In the first week of April I went to old Kyoto: the source of my nostalgia after some months spent in Greece and other European countries.

 

The April weather in Japan felt all the colder, for it had already been summery in Athens' March. Yet it was a spring afternoon. Sakoura, cherry blossoms, were almost in full bloom in Maruyama Park at Ghion. Finishing lunch, I asked at a French bistro in the centre of the city on Sanjo street the way to the fish market. A thin Japanese chef answered kindly in a soft and round Kyoto accent: to take the train from Kyoto station, and get off at Tanbagushi, the next stop, which is located in the market itself.


Under a huge dome like the central fish market in Athens, criss-crossing aisles are lined with innumerable shops selling a great variety and quantity of fish; yet all of it is for retailers only.

A day here begins with seri, the auction sale, around five in the morning, when a fever of excitement reaches a peak.
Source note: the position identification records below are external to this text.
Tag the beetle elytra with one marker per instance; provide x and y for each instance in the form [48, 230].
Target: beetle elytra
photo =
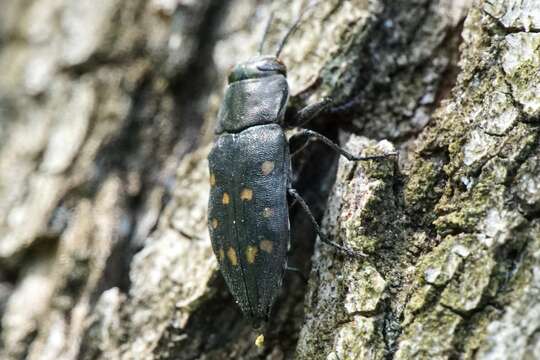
[248, 215]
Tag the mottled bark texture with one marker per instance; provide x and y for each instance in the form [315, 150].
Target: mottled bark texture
[106, 115]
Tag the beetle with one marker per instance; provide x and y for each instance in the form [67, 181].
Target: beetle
[250, 179]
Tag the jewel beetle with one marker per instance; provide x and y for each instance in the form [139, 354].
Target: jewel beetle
[250, 180]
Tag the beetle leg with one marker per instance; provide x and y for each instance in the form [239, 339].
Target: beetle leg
[310, 112]
[335, 147]
[323, 238]
[297, 271]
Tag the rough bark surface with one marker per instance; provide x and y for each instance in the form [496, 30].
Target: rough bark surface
[106, 114]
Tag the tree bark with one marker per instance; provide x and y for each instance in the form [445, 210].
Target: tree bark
[106, 116]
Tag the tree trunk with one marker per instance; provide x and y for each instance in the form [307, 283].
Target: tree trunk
[107, 111]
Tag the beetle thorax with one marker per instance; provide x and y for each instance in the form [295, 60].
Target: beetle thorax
[257, 94]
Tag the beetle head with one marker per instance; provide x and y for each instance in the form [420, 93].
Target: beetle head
[257, 67]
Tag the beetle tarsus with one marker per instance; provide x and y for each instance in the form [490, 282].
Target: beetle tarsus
[310, 112]
[298, 272]
[324, 239]
[313, 134]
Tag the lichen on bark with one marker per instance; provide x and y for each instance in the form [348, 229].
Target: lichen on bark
[106, 115]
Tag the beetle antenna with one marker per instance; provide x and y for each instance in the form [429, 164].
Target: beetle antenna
[293, 28]
[265, 34]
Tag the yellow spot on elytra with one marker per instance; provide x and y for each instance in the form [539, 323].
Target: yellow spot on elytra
[267, 167]
[231, 254]
[259, 341]
[221, 255]
[246, 194]
[251, 254]
[226, 199]
[266, 246]
[268, 212]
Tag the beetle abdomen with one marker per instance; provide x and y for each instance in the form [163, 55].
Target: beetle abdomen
[248, 214]
[253, 102]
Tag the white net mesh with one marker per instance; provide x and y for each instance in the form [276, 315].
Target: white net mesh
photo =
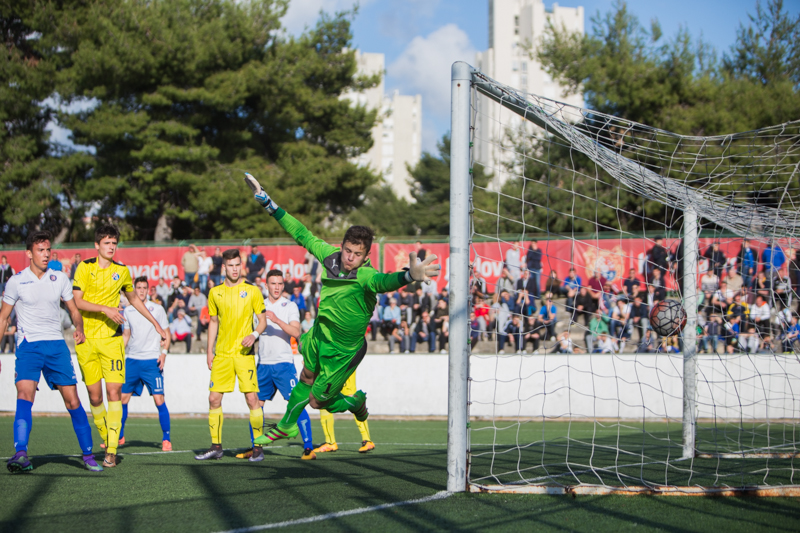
[575, 236]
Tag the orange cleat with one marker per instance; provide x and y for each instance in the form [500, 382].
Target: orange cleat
[327, 448]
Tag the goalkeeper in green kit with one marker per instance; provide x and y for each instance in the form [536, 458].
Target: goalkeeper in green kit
[335, 345]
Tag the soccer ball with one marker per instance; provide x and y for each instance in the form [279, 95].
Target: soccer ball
[668, 317]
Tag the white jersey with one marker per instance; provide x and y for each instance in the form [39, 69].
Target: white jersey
[38, 303]
[275, 345]
[145, 342]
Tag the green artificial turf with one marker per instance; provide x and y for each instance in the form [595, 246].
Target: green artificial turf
[173, 492]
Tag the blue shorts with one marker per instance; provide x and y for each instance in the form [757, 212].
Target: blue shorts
[48, 358]
[279, 377]
[140, 372]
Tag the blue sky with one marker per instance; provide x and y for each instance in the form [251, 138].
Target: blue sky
[422, 38]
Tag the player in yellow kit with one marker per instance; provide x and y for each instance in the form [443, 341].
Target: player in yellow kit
[230, 350]
[326, 419]
[96, 287]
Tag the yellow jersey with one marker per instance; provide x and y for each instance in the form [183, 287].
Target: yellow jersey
[101, 286]
[235, 307]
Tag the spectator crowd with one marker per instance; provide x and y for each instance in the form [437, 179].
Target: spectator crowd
[746, 303]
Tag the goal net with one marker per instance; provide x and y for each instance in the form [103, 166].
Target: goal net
[579, 224]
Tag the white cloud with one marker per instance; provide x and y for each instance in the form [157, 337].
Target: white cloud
[424, 67]
[305, 13]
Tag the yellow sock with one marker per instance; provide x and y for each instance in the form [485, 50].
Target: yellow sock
[257, 422]
[215, 425]
[99, 417]
[326, 419]
[364, 429]
[114, 423]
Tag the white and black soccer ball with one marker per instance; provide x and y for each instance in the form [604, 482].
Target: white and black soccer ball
[668, 317]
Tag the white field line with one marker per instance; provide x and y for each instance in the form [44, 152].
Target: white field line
[340, 514]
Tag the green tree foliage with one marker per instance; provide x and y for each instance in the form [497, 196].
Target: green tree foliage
[383, 211]
[430, 187]
[36, 181]
[191, 93]
[626, 71]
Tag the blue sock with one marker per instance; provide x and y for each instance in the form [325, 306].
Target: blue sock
[304, 424]
[22, 425]
[163, 418]
[124, 418]
[80, 423]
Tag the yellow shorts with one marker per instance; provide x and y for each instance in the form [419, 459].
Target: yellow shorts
[225, 370]
[102, 359]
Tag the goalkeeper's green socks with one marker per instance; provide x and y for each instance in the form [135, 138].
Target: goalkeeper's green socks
[356, 404]
[297, 403]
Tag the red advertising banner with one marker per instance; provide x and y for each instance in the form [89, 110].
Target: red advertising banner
[612, 257]
[157, 262]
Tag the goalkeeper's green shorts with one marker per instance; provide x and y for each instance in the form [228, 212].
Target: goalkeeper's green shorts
[331, 366]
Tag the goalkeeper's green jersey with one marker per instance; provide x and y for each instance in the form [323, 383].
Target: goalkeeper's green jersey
[347, 300]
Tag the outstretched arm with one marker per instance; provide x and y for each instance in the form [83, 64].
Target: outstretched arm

Calling voices of auctioneers, sparkles of fish scales; the heated atmosphere of seri filling the market.



Every shop in the market has its chouba, a small counter for the account-books, where girls are seen with such smiles, that their charm takes our breath away, amongst men cutting up fish sometimes as large as a human body.


All this is in such contrast to the quietude in the checkered back streets in Kyoto: old houses with koushi, wooden lattices, and quaint shops with noren, a single curtain with decoration as signboard.